Methodology

Wilson 90% confidence intervals, on every measurement

Aoraforge

· Updated 2026-05-08

The problem with one-shot audits

Ask ChatGPT or Perplexity the same question twice — odds are you'll get a different answer. Independent research (SparkToro and Gumshoe, 2,961 prompt-tests, 2025) found AI search returns the same brand list less than 1% of the time.

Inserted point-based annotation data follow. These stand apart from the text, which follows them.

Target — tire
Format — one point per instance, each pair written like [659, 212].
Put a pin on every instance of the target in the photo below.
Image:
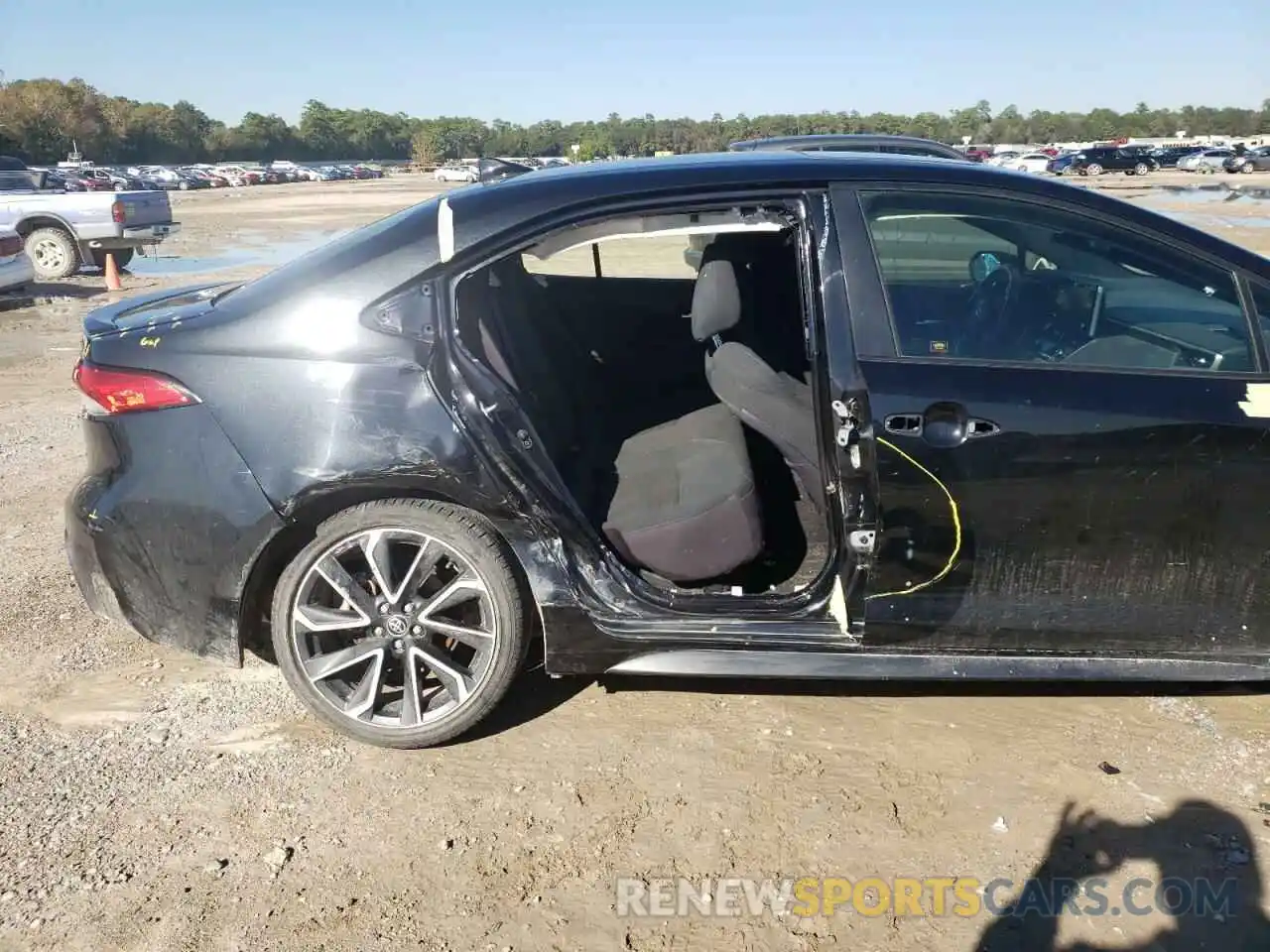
[421, 526]
[122, 255]
[54, 254]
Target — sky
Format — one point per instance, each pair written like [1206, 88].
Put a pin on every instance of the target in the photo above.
[568, 60]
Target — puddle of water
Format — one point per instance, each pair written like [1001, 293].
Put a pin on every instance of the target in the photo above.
[250, 249]
[104, 702]
[1207, 194]
[1215, 221]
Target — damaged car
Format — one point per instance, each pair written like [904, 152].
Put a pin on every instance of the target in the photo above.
[906, 419]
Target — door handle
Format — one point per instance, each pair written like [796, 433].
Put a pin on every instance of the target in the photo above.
[944, 424]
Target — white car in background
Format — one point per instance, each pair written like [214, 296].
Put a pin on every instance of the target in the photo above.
[454, 172]
[16, 268]
[1206, 162]
[1032, 162]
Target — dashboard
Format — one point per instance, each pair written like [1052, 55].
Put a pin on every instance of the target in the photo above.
[1128, 322]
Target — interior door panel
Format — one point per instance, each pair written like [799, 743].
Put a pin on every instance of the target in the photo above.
[639, 331]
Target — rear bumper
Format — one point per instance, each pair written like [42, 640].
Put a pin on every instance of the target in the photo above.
[16, 272]
[163, 532]
[149, 234]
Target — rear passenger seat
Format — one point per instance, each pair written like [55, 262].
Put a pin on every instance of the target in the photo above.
[685, 504]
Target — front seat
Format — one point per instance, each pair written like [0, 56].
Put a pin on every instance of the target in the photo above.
[686, 506]
[775, 404]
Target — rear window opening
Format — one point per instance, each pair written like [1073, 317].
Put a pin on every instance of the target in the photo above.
[662, 361]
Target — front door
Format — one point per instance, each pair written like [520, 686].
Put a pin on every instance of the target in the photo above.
[843, 411]
[1067, 460]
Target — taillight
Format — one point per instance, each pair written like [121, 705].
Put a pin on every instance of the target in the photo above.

Rank order matched on roughly 1 in 1,000 runs. So if a vendor checks once and your brand isn't there, that's not a measurement — it's a coin flip.

A single audit observation cannot distinguish "you're invisible" from "the model rolled poorly that millisecond." Single-number citation rates without intervals are decoration, not measurement.

What Aoraforge does instead

For each (query, AI-platform) pair, we replicate the polling enough times to compute a real Wilson 90% confidence interval. We then report the citation rate with a Wilson 90% confidence interval (Wilson 1927; Brown, Cai & DasGupta 2001).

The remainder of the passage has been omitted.